Section 8. Section 76-3-207, MCA, is amended to read:

"76-3-207. Divisions or aggregations of land exempted from review but subject to survey requirements and zoning regulations -- exceptions -- fees for examination of division. (1) Except as provided in subsection (2), unless the method of disposition is adopted for the purpose of evading this chapter, the following divisions or aggregations of tracts of record of any size, regardless of the resulting size of any lot created by the division or aggregation, are not subdivisions under this chapter but are subject to the surveying requirements of 76-3-401 for divisions or aggregations of land other than subdivisions and are subject to applicable zoning regulations adopted under Title 76, chapter 2:

(a)        divisions made outside of platted subdivisions for the purpose of relocating common boundary lines between adjoining properties;

(b)        divisions made outside of platted subdivisions for the purpose of a single gift or sale in each county to each member of the landowner's immediate family;

(c)        divisions made outside of platted subdivisions by gift, sale, or agreement to buy and sell in which the landowner enters into a covenant for the purposes of this chapter with the governing body that runs with the land and provides that the divided land will be used exclusively for agricultural purposes, subject to the provisions of 76-3-211;

(d)        for five or fewer lots within a platted subdivision, the relocation of common boundaries;

(e)        divisions made for the purpose of relocating a common boundary line between a single lot within a platted subdivision and adjoining land outside a platted subdivision. A restriction or requirement on the original platted lot or original unplatted parcel continues to apply to those areas.

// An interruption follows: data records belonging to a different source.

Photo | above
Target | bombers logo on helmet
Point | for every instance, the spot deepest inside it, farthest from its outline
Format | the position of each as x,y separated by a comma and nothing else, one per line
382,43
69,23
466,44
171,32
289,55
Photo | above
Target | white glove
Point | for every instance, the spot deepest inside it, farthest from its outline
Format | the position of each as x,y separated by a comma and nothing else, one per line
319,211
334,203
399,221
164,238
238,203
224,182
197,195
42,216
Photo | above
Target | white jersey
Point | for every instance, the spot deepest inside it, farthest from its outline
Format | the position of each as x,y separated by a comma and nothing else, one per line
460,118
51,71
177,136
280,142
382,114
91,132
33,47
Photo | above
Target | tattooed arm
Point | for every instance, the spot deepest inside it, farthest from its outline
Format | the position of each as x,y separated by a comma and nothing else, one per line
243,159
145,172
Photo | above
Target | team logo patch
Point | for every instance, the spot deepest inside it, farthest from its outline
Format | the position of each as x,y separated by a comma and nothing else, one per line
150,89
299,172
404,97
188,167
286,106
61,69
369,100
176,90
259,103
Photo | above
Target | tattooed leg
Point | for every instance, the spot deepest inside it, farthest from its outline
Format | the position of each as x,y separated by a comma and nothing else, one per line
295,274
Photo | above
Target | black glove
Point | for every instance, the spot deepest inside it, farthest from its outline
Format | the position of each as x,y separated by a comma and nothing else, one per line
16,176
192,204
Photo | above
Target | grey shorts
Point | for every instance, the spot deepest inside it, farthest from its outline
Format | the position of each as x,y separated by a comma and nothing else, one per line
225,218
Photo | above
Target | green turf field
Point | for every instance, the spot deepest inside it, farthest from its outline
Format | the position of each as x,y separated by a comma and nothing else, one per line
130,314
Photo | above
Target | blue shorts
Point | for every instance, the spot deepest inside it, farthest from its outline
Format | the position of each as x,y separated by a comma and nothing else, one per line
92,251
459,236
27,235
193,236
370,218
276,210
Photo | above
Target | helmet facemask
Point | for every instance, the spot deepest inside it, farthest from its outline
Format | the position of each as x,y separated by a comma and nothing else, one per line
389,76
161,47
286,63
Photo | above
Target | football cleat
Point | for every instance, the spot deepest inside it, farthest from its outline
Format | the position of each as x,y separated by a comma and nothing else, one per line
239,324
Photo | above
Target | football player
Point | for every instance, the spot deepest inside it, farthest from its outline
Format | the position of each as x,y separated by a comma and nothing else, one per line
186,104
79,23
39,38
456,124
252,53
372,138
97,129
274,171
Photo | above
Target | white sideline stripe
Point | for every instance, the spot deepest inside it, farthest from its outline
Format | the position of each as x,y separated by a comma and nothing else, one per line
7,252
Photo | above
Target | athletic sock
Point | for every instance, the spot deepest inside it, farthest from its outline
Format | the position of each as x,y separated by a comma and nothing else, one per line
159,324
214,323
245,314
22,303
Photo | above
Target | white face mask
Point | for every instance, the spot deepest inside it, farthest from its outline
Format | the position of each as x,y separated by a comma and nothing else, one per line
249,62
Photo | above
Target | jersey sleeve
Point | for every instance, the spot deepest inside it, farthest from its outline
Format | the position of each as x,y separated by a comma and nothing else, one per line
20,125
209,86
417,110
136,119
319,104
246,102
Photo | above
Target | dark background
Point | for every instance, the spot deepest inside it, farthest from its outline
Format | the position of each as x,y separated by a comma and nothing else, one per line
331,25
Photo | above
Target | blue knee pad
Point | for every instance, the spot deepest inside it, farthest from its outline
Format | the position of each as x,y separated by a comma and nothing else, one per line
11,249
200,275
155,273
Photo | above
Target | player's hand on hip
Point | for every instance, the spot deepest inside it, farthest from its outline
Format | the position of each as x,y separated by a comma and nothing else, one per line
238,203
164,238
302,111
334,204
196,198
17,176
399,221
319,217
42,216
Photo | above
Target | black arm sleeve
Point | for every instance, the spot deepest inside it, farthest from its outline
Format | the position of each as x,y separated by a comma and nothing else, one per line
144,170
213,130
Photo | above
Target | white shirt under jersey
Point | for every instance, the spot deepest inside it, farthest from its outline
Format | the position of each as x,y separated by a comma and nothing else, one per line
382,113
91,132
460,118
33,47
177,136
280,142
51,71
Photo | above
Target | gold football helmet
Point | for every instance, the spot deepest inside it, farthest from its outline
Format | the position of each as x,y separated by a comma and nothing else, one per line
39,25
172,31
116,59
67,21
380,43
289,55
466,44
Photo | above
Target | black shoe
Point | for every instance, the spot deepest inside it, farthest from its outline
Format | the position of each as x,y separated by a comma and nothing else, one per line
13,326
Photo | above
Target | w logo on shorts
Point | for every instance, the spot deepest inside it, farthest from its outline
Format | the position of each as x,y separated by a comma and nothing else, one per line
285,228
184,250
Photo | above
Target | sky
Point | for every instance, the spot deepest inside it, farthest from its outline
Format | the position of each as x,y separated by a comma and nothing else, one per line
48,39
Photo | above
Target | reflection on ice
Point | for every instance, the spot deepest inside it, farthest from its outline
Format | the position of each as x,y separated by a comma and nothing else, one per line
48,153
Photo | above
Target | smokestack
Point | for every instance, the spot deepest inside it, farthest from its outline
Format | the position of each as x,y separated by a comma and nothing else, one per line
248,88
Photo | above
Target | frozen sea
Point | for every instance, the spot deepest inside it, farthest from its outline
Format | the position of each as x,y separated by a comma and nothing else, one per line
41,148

(f)         aggregation of parcels or lots when a certificate of survey or subdivision plat shows that the boundaries of the original parcels have been eliminated and the boundaries of a larger aggregate parcel are established. A restriction or requirement on the original platted lot or original unplatted parcel continues to apply to those areas.

(2)        Notwithstanding the provisions of subsection (1), within a platted subdivision filed with the county clerk and recorder, a division, redesign, or rearrangement of lots that results in an increase in the number of lots or that redesigns or rearranges six or more lots must be reviewed and approved by the governing body before an amended plat may be filed with the county clerk and recorder.

(3)        (a) Subject to subsection (3)(b), a division of land may not be made under this section unless the county treasurer has certified that all real property taxes and special assessments assessed and levied on the land to be divided have been paid.

(b)        (i) If a division of land includes centrally assessed property and the property taxes applicable to the division of land are not specifically identified in the tax assessment, the department of revenue shall prorate the taxes applicable to the land being divided on a reasonable basis. The owner of the centrally assessed property shall ensure that the prorated real property taxes and special assessments are paid on the land being sold before the division of land is made.

(ii)         The county treasurer may accept the amount of the tax prorated pursuant to this subsection (3)(b) as a partial payment of the total tax that is due.

(4)        The Pursuant to [section 7], the governing body may examine a division or aggregation of land to determine whether or not the requirements of this chapter apply to the division or aggregation and may establish reasonable fees, not to exceed $200, for the examination. "

 

NEW SECTION. Section 9. Codification instruction. [Section 7 ] is intended to be codified as an integral part of Title 76, chapter 3, part 2, and the provisions of Title 76, chapter 3, part 2, apply to [section 7 ].

 

NEW SECTION. Section 7.Effective date. [This act] is effective on passage and approval.

 

NEW SECTION. Section 8.Retroactive applicability. [Sections 1 through 6] apply retroactively, within the meaning of 1-2-109, to zoning resolutions, ordinances, and regulations adopted on or before [the effective date of this act].